The entire match was all too predictable. Brisbane Heat spluttered again with the bat and it took another remarkable innings from Chris Lynn and powerful cameos from Daniel Christian and Ben Cutting to set up the winning total.
Heat were 3 for 57, one delivery into the 12th over, after winning the toss and electing to bat. Craig Kieswetter, Luke Pomersbach and Peter Forrest all fell within the first eight overs and Lynn and Christian had faced 19 balls without a boundary before Christian broke the shackles with a huge six to the long-off boundary off Chris Tremain.
From there anything pitched up went over the fence as Christian, Lynn and Cutting struck 11 sixes between them and Heat scored 109 runs from the last 54 balls of the innings.
Tremain and Ajantha Mendis were the two bowlers who were mauled as their eight overs combined cost 94 runs. Lynn's power hitting was both exceptional and unsurprising. He was the only man to hit Dirk Nannes for six. Nannes got his revenge removing Lynn in the 18th over to finish with 3 for 21 from his impressive spell.
Cutting again proved his worth as a lower-order batsman striking two powerful sixes in the last two overs to tick the total beyond 160.

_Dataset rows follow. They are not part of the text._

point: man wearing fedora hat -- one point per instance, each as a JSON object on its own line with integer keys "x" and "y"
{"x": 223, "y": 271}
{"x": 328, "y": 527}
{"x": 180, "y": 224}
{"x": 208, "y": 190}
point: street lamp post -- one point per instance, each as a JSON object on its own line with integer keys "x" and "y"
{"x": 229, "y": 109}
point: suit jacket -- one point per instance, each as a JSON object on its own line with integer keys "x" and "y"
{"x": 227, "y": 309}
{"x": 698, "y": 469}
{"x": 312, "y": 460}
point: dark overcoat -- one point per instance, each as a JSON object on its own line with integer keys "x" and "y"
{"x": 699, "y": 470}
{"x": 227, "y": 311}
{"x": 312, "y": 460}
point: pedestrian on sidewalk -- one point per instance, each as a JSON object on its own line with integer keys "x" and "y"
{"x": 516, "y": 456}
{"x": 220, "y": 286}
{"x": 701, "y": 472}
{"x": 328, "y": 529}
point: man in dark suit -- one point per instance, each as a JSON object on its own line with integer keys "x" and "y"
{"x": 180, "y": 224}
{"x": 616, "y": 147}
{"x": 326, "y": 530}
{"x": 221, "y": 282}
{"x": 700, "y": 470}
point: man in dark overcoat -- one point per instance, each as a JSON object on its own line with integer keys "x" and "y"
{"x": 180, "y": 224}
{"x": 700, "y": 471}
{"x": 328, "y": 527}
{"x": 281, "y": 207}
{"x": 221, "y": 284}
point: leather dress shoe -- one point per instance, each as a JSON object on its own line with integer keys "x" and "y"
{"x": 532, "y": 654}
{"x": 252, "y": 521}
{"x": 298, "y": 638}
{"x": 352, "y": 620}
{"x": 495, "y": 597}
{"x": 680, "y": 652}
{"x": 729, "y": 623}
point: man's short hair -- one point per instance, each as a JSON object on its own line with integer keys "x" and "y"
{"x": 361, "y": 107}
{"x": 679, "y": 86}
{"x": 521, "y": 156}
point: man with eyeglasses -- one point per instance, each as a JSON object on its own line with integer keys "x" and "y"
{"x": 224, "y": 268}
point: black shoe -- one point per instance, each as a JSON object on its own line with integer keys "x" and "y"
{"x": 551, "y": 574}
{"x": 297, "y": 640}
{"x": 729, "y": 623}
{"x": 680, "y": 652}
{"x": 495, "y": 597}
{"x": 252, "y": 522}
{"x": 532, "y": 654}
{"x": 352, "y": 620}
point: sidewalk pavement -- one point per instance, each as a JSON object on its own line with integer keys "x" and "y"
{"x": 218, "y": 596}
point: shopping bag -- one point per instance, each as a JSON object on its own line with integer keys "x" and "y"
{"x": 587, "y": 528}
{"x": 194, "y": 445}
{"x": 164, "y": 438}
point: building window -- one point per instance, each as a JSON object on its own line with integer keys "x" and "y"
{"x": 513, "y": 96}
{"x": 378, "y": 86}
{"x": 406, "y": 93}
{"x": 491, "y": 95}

Despite Hussey's best efforts, Thunder never got close to the target. The Thunder captain put on another masterclass compiling 60 off 37 balls and looked in total command throughout. But he got no support whatsoever from his team-mates. Usman Khawaja was the only other batsman to reach double figures, but he found the boundary just once in his run-a-ball 22.
Hussey fell in the 16th over desperate to find the rope. Cameron Gannon was the first bowler he happened to mis-hit. Gannon picked up three wickets in the over and finished with remarkable figures of 4 for 10.